Pretty little boxes. They can be great to organize our stuff. Boxes of different sizes, colors and patterns. Categorizing and sorting can bring peace, comfort, and satisfaction. But sometimes, I find it paralyzing. 

I start sorting things by time of my life – a blue box for childhood memories, a floral box for high school, and a checkered box for college. But wait, should I instead be sorting by content? Should all old journals go in the blue box, letters and cards in the floral, and photos in the checkered?  Or maybe all school things should go into the blue one, all church things into the floral, and family things into the checkered? There are so many different categories, often overlapping. My mind struggles to choose just one way to sort them. Because of this, my boxes of memories contain a mishmash of things, including old high school papers mixed in with my children’s old school photos. 

And this has me thinking, how often do we try to put other people and ourselves into these same pretty little boxes? Shoving them into categories they don’t quite fit into. As a woman, I have often felt the suffocation of boxes created based on gender. I am a girl who loves science and math, who doesn’t wear makeup and doesn’t really care much about decorating. I don’t fit neatly into the boxes the evangelical church has created based on gender which I am reminded of in sermons and small group studies. 

But I am far from alone in not fitting into the pretty little boxes. We all do this to one another. 

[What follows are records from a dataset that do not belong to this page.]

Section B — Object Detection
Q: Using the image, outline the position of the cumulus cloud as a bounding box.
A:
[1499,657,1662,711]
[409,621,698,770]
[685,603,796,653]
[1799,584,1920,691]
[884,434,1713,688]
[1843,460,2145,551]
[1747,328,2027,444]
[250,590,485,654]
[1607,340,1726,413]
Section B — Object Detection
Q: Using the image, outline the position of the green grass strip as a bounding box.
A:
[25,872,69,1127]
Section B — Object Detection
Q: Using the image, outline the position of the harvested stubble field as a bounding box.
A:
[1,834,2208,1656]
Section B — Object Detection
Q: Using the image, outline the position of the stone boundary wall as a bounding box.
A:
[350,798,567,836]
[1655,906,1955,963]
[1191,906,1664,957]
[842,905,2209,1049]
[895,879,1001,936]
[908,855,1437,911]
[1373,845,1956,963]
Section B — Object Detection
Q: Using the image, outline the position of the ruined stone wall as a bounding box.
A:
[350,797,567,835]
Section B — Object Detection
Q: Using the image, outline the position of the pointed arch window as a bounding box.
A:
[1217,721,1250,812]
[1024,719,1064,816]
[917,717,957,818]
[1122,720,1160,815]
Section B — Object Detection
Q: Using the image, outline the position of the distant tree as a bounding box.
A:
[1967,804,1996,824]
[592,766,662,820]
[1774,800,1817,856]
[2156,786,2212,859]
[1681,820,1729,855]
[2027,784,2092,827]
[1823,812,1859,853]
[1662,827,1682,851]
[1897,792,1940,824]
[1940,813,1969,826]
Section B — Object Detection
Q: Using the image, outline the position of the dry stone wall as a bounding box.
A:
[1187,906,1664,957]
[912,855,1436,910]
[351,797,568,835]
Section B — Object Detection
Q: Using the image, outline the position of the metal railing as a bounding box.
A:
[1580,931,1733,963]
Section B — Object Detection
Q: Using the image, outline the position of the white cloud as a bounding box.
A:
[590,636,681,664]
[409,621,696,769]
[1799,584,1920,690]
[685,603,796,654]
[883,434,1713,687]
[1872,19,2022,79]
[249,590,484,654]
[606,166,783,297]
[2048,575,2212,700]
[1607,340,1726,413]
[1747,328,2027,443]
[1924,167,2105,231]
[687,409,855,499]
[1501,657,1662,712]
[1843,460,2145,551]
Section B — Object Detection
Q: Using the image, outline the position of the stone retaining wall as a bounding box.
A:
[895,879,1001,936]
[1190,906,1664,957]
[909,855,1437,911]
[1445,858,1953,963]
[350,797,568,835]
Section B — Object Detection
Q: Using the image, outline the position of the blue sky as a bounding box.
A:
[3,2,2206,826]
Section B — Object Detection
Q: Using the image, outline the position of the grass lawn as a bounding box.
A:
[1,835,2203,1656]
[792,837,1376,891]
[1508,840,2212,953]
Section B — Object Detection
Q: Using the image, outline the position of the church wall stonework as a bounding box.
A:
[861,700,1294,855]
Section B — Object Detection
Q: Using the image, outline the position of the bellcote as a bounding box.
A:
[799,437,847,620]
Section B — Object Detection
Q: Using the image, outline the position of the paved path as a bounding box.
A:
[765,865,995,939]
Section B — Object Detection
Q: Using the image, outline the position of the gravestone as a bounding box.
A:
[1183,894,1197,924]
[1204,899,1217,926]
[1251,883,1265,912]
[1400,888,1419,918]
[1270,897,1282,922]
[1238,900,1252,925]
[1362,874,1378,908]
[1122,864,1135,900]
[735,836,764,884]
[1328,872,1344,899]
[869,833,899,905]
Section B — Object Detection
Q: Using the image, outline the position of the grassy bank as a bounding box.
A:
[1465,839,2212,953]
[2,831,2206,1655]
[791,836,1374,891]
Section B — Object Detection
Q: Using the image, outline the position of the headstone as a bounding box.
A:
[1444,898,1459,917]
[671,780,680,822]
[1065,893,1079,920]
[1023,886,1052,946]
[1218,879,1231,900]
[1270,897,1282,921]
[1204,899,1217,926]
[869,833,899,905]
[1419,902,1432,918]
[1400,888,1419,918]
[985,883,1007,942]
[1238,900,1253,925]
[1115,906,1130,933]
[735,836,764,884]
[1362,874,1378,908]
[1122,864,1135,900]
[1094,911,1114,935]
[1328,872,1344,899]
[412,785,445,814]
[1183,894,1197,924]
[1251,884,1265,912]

Our friend from college who supports Trump but also supports immigrants’ rights. Or our friend from church who votes for a Democrat but is pro-life. The but is the problem here. We have categories that are overlapping, and yet, we try to keep them in one box. It doesn’t work that way. I can want a single-payer health care system, love Jesus, support immigrants, and be pro-life. My friend can want a fully privatized health care system, love Jesus, support immigrants, and support reasonable gun control. We need to stop trying to shove one another into pretty little boxes. Instead, we need allow others to be who they are.